Get more from your affirmations

I’ll let you into a secret… Cognitive Behavioural Therapists don’t really teach positive affirmations. The reason being that CBT is about finding a balanced alternative to a negative thought and is not so much about ‘thinking positive’ as some people expect.

So the idea of positive affirmations is one that hasn’t been on my radar until relatively recently.

However, the trend for positive affirmations appears to be growing and many people seem to find them helpful.

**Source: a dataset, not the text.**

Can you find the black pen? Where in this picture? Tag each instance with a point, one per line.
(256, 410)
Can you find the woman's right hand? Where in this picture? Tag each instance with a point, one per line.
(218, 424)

I used one myself this morning when I needed to have a difficult conversation and it was very helpful to me. If you are wondering, it was: ‘I can approach this conversation with strength and compassion’.

If I did teach positive affirmations, I would probably teach them like this:


Take small steps towards increasing positivity in your affirmations


If you currently believe ‘I am a bad person’ and your positive affirmation is ‘I am a good person’, it is probably a leap too far.

This is how people sometimes apply ‘positive thinking’ and it often doesn’t work, simply because it doesn’t feel believable. You can usually tell if you are trying to trick yourself into believing something you don’t!

Steps might include language like:

‘I am working towards believing I can be a good person’

‘Sometimes I feel like a good person’

‘I am doing the best I can to be a good person’


Make them your own


I saw a client recently who has been using positive affirmations from a list of somebody else’s affirmations. A list of affirmations or suggestions from others may give you some good ideas and help to get you started but it may ultimately be more helpful to word them in a way that is more personal to you.

The more personal you can make your positive affirmation, the more believable it is likely to be.

The more believable it is, the more helpful it is likely to be.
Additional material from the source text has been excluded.